PEKANBARU, RIAUSATU.COM - Satresnarkoba Polresta Pekanbaru berhasil mengungkap kasus narkotika yang melibatkan 3 orang narapidana di Lapas Narkotika Rumbai, Kota Pekanbaru, Selasa, 25 Februari 2025.
Pengungkapan ini berawal dari diamankan seorang mahasiswa berinisal CK (18), yang membawa bungkusan roti gandum merk See Hong Puff warna hijau, didalamnya berisikan narkotika jenis sabu.
Setelah dilakukan pemeriksaan lebih lanjut, terungkap bahwa sabu tersebut diselundupkan oleh 3 orang narapidana dengan cara di kemas ke dalam paket makanan dan dikirim ke Lapas.

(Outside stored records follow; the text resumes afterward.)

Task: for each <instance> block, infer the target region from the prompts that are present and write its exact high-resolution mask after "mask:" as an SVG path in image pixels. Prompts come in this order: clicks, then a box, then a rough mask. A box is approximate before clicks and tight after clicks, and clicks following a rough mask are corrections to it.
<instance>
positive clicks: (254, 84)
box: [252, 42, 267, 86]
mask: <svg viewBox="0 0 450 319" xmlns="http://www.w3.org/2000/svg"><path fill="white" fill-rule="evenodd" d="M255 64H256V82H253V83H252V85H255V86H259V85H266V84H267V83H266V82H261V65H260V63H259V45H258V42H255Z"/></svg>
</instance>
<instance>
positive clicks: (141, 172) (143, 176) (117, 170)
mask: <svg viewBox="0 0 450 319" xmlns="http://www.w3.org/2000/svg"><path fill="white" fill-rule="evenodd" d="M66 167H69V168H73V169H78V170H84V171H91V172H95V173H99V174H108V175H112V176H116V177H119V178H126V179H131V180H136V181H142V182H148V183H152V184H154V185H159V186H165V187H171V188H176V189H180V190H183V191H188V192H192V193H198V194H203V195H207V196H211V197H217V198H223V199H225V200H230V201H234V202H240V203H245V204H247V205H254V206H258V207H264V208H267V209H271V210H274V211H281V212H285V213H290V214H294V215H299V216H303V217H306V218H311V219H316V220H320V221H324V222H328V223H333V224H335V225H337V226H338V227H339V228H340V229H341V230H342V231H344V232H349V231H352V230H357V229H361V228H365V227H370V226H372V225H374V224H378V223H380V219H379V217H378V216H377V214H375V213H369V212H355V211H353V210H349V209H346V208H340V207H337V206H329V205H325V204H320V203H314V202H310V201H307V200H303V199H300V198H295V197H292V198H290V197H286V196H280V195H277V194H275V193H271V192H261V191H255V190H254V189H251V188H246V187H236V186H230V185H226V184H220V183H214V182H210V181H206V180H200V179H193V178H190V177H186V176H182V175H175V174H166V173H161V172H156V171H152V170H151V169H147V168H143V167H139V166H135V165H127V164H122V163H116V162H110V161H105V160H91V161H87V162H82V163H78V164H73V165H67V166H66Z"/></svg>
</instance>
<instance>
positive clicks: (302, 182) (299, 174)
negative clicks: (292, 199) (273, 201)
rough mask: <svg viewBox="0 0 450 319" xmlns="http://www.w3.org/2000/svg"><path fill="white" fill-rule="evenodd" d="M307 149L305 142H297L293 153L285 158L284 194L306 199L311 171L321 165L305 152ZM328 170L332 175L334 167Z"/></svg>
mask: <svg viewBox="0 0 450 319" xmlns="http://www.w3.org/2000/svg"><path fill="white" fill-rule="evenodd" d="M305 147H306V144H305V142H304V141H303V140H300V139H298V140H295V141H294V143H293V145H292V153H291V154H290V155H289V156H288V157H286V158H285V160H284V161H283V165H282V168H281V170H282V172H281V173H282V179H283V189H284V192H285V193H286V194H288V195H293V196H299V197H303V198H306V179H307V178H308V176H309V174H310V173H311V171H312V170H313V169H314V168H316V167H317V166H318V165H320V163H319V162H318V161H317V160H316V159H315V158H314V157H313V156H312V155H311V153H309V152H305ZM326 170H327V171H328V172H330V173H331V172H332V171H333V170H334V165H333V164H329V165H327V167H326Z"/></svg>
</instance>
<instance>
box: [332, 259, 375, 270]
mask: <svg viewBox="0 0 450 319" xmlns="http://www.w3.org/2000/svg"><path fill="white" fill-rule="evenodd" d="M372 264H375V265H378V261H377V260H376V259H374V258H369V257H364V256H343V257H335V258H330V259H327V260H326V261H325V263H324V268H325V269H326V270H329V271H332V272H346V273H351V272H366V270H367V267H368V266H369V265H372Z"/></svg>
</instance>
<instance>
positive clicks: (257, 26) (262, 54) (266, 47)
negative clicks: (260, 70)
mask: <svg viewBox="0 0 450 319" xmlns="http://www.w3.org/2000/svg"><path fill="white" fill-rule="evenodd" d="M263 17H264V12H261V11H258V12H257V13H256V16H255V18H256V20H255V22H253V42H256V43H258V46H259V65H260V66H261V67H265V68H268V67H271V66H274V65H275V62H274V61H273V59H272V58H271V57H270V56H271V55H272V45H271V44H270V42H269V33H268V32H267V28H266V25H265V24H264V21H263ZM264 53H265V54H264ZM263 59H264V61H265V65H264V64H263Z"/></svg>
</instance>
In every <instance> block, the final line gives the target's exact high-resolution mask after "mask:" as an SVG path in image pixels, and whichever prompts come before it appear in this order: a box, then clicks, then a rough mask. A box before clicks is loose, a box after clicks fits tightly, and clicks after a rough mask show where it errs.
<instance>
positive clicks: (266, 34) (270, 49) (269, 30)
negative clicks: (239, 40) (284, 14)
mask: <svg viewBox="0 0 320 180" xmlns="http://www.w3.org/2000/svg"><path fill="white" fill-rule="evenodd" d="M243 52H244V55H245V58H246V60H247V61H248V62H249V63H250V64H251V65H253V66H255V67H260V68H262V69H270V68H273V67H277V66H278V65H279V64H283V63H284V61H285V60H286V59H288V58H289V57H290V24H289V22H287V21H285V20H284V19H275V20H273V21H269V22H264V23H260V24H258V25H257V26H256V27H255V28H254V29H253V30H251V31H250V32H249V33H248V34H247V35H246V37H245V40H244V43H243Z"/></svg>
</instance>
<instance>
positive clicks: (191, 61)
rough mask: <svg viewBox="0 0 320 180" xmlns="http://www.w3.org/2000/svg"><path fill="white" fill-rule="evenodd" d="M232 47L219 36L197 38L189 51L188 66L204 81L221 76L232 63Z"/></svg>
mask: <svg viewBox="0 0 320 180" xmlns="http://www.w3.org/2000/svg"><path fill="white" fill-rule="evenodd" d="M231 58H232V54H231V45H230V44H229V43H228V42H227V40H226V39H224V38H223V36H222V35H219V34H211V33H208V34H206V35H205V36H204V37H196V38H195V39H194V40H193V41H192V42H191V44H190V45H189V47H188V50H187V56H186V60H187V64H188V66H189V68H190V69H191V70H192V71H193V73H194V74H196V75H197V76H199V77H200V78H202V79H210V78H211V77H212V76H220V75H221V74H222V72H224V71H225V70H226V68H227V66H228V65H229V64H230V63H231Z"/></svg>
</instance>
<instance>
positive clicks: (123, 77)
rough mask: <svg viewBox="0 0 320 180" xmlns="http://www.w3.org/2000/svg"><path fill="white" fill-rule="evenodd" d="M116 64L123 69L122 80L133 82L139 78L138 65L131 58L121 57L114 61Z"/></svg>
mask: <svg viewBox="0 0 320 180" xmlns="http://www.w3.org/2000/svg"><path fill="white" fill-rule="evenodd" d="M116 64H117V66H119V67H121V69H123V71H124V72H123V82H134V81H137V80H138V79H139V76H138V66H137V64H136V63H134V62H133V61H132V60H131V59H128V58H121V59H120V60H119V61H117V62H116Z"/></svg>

Terungkapnya kasus ini berawal saat pihak Lapas Narkotika Rumbai mencurigai pengiriman paket makanan yang mencurigakan yang dibawa seorang wanita muda.
"Awalnya kami mendapatkan informasi dari petugas di Lapas Narkotika Rumbai, bahwa seorang wanita muda inisial CK membawa paket makanan yang diduga berisi narkoba jenis sabu," ujar Kasat Narkoba Polresta Pekanbaru, AKP Bagus Faria, Kamis, 27 Februari 2025.
Mendapatkan informasi itu, lanjut AKP Bagus, pihaknya langsung bergerak cepat menuju ke Lapas Narkotika Rumbai.
"Disana, diketahui CK yang mengantarkan makanan untuk abangnya RK yang merupakan napi di Lapas Narkotika Rumbai," kata AKP Bagus
Saat diinterogasi, mahasiswi itu mengungkapkan, bahwa paket makanan tersebut diberikan oleh ayahnya KA, yang menerima kiriman makanan dari seseorang yang tidak dikenal yang disangkutkan di pagar depan rumah mereka.
Ayahnya CK juga tidak mengetahui jika di dalam paket makanan yang diterimanya itu berisikan narkotika.
"Ia kemudian meminta kepada CK untuk mengantarkannya ke Lapas Narkotika Rumbai. Setibanya disana, petugas Lapas berhasil menemukan paket mencurigakan di dalam bungkus roti gandum yang dibawa oleh CK," jelas AKP Bagus.
Narkoba yang dikemas dalam plastik klip bening dalam roti tersebut seberat 2,11 gram.
Setelah dilakukan penyelidikan lebih lanjut, diketahui bahwa narkotika tersebut berasal dari RK, seorang Napi yang mendekam di Lapas Narkotika Rumbai.